After spending a week checking out movies at the Fort Lauderdale Film Festival, Bandwidth has all but determined there is nary a part of Broward County as abhorrent as Las Olas. Except for the Floridian, which I fully expect to be a Gucci boutique by the time you read this. The enduring image I took away from evenings with the film festival crowd: an overperfumed middle-aged woman, carrying a small dog, stalking down the sidewalk, and sneering at the little people who dared block her path. That, folks, is the face of the new improved Fort Lauderdale.

Which leads us back to the inner-city's only maverick bookseller, Berman. "I wouldn't mind it being cleaned up a bit around here," he notes, glancing at a homeless man peering through the front door. "It's still kind of seedy."
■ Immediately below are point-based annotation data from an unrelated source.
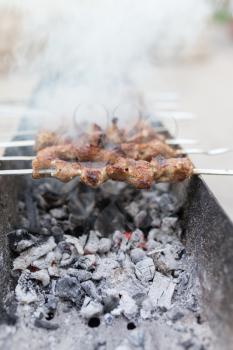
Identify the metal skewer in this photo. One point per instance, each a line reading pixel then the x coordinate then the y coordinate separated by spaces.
pixel 196 171
pixel 14 158
pixel 213 172
pixel 26 143
pixel 212 152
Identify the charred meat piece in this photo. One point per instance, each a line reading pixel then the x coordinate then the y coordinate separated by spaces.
pixel 96 136
pixel 145 151
pixel 140 174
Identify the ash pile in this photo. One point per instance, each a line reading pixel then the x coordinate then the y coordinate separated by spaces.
pixel 105 256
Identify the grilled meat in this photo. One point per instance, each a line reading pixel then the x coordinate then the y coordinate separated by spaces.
pixel 140 174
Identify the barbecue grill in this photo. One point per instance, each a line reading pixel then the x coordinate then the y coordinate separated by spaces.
pixel 207 235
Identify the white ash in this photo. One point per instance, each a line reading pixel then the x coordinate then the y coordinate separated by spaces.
pixel 28 256
pixel 161 291
pixel 91 308
pixel 75 241
pixel 130 268
pixel 145 269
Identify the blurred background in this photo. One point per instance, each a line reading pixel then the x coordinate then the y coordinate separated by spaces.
pixel 165 55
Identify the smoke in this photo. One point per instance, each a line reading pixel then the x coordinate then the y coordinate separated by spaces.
pixel 101 52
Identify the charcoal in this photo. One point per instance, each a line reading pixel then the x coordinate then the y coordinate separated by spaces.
pixel 104 245
pixel 81 275
pixel 110 302
pixel 151 245
pixel 109 220
pixel 137 238
pixel 54 221
pixel 20 240
pixel 161 291
pixel 21 206
pixel 167 204
pixel 42 276
pixel 137 254
pixel 51 303
pixel 57 234
pixel 169 224
pixel 33 253
pixel 137 338
pixel 68 258
pixel 69 288
pixel 92 244
pixel 156 222
pixel 132 209
pixel 91 309
pixel 141 219
pixel 145 269
pixel 108 319
pixel 111 251
pixel 153 233
pixel 175 314
pixel 86 262
pixel 59 213
pixel 76 243
pixel 49 262
pixel 25 290
pixel 127 306
pixel 90 290
pixel 45 324
pixel 146 309
pixel 44 231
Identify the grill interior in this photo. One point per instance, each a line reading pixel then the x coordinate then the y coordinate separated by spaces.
pixel 207 236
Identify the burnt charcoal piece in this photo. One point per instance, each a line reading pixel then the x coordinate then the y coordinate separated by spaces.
pixel 109 220
pixel 69 288
pixel 94 322
pixel 50 306
pixel 83 226
pixel 20 240
pixel 81 275
pixel 90 289
pixel 57 234
pixel 46 324
pixel 110 302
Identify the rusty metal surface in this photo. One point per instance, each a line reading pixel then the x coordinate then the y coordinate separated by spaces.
pixel 8 199
pixel 209 238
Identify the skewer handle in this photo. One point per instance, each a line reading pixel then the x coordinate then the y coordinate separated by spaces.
pixel 24 143
pixel 213 172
Berman says his father helped launch Disassociated, which to Bandwidth seems something of a gamble. "Of course," Berman agrees, "but the way I went into it, it really wasn't. I didn't invest much. I had some cash, and I already had the stock. They're mostly my books, and my dad donated a bunch. Plus, he helped me build shelves and stuff." The landlord who owns the building was hesitant at first, but "the owners of Babylon [Tattoo, next door] were way into me getting the spot. They pushed the deal through."
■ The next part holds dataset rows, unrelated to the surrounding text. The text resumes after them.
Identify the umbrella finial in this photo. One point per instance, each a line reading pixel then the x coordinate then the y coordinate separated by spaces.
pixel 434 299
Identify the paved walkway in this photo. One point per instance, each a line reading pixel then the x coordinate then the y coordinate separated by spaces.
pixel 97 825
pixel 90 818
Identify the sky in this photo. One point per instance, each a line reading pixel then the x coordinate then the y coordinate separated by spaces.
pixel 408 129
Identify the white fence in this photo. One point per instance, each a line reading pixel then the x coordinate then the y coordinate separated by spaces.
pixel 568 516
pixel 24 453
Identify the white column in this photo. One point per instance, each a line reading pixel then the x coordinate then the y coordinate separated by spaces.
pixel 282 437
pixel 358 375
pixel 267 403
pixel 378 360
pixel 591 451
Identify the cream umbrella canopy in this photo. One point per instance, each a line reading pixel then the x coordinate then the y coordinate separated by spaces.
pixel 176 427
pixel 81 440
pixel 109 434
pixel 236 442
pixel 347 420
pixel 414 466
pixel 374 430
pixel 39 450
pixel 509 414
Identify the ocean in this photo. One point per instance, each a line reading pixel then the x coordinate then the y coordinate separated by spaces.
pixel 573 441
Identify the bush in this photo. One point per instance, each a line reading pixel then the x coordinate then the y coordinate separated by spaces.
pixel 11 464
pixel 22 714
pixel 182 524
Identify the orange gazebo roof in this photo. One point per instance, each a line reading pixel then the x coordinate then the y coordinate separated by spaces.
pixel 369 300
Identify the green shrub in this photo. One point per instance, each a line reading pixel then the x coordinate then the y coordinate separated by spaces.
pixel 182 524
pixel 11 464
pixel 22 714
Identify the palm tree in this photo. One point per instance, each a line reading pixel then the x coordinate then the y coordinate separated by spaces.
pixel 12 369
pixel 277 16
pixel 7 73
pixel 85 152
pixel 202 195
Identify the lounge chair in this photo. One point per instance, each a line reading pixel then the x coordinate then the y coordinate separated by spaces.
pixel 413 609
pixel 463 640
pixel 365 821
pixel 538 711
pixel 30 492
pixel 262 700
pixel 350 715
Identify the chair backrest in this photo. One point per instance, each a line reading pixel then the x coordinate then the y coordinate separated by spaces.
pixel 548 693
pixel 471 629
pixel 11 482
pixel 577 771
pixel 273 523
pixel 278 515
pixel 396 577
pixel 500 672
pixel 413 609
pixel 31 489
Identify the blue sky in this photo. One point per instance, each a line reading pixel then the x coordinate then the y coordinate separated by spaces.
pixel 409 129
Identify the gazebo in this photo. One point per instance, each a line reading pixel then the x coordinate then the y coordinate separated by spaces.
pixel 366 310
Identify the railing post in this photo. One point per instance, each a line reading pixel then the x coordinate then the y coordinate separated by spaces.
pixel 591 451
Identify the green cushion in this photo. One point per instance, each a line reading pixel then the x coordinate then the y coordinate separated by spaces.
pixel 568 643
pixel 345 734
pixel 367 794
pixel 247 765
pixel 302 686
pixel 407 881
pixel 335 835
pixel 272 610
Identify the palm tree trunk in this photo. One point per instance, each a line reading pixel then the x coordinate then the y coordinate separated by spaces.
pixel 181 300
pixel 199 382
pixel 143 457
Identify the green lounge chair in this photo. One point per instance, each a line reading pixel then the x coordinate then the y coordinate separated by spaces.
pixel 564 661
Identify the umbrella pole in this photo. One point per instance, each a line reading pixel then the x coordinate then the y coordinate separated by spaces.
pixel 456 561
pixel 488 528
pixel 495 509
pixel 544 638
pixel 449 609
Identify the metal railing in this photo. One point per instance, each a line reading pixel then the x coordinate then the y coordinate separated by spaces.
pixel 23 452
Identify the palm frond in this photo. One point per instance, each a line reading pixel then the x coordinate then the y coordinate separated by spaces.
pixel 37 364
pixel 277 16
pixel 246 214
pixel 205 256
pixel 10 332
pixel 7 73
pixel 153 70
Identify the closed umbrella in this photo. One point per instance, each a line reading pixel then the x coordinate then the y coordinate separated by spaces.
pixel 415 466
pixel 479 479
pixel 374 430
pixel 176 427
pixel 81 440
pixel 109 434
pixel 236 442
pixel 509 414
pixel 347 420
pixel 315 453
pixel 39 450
Berman still has another job, serving coffee in Coral Springs. Disassociated Books has been open about three months, and Berman's there from about 2 to 10 p.m. every day but Monday. There's no telephone. There's some spillover business from the triple-X video store. People waiting for a buddy to finish up with a tattoo can stroll over and look. "A lot of my friends know I'm here," he says, "but without a business license, I can't advertise. I can't have a sign in the window, not even an 'open' sign."
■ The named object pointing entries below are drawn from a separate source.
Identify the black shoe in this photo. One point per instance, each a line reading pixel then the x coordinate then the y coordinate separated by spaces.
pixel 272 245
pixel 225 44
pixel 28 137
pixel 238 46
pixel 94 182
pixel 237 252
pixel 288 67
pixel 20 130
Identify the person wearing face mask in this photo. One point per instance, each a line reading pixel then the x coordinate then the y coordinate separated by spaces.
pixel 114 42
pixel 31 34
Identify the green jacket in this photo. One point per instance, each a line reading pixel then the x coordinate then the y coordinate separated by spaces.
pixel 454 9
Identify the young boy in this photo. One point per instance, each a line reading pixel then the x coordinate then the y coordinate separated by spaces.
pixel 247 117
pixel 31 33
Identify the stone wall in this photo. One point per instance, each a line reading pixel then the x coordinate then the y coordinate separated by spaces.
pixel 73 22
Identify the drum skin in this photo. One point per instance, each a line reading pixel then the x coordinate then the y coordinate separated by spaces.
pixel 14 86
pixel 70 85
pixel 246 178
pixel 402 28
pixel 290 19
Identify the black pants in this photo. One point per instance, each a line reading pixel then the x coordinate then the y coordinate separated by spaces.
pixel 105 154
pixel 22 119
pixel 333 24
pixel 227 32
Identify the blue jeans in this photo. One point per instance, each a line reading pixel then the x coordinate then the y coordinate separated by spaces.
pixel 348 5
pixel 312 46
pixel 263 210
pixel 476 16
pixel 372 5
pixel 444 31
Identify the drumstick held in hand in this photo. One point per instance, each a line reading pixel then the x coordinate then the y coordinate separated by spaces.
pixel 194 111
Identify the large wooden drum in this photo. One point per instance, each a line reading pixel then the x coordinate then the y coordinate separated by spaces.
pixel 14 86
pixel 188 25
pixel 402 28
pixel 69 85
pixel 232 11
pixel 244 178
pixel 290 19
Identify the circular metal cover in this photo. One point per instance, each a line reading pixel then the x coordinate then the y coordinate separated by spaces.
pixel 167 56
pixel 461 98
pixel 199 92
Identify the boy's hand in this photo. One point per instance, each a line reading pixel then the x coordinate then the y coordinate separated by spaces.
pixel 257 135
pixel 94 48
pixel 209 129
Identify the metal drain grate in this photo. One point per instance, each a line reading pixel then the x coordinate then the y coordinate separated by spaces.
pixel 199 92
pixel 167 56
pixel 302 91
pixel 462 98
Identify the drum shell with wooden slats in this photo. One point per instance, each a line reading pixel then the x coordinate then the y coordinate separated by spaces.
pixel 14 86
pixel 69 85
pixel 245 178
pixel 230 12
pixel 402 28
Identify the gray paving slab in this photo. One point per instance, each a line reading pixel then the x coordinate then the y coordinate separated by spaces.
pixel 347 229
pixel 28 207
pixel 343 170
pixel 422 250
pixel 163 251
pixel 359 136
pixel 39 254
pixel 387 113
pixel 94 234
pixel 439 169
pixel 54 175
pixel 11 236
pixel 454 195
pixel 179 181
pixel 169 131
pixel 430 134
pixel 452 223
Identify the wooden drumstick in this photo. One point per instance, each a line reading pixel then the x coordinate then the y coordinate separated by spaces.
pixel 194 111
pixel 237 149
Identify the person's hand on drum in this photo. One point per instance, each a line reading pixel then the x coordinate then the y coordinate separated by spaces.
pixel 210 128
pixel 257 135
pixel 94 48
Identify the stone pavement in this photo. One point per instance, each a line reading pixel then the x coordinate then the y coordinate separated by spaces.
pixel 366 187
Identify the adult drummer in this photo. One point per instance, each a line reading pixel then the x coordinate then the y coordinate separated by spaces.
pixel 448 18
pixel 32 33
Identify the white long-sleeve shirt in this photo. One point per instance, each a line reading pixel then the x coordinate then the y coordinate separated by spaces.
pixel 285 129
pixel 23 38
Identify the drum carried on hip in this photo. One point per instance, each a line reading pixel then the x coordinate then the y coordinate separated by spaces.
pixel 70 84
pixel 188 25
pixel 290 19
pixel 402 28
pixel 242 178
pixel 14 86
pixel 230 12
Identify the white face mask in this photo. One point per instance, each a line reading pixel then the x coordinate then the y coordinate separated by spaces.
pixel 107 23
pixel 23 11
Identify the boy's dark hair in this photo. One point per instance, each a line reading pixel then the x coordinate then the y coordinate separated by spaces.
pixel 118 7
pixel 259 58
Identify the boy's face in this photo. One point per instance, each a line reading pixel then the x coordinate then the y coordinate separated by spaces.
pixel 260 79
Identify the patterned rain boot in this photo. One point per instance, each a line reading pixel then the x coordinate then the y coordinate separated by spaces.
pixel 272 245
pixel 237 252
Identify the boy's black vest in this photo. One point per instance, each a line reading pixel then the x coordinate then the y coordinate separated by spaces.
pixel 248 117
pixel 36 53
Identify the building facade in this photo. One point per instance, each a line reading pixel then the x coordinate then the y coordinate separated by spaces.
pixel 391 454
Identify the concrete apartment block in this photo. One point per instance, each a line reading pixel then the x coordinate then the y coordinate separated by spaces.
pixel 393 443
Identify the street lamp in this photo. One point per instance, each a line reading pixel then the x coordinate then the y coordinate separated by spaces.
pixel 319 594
No business license? "As long as you don't make a lot of money, you can operate without one," Berman offers hopefully.

"Sometimes, I'm here later," he muses, kicking back on one of two yellow couches in the center of the store. "Sometimes until midnight or 1. Last night, there were about seven or eight people hanging out." Running the bookstore is more of a social experiment for Berman, a Fort Lauderdale native with an established network of like-minded associates.

"I don't have a huge stock," he says, "but I have some good books on my shelves." And he does. He's got a nice photography section. Oddities like Re/Search Publications' Bodily Fluids and Bob Flannigan: Super Masochist. A decent alt-lit selection, including Henry Miller, Charles Bukowski, and William S. Burroughs. Then there's Lester Bangs' Psychotic Reaction. "All at good prices," adds Berman.

One day, we're going to wake up and there will be no alternative like Disassociated. Your shrink-wrapped John Grisham paperback will be retrieved by a mechanized forklift at Best Buy, wedged between pallets of Huggies pull-ups and Fruit Roll-Ups. Until then, Berman's bookstore, like independent book and record stores all over the country, will survive as part of a dying breed.

"I just want to stay low-key, just word of mouth only," Berman says. "That's how I want to do it. I hope it takes off, but if it doesn't..." His voice trails off. "I lived in a van for two years, so..."

Down by the river?

"No!" Berman laughs. "I'm not Chris Farley. I've just adopted ways of living well."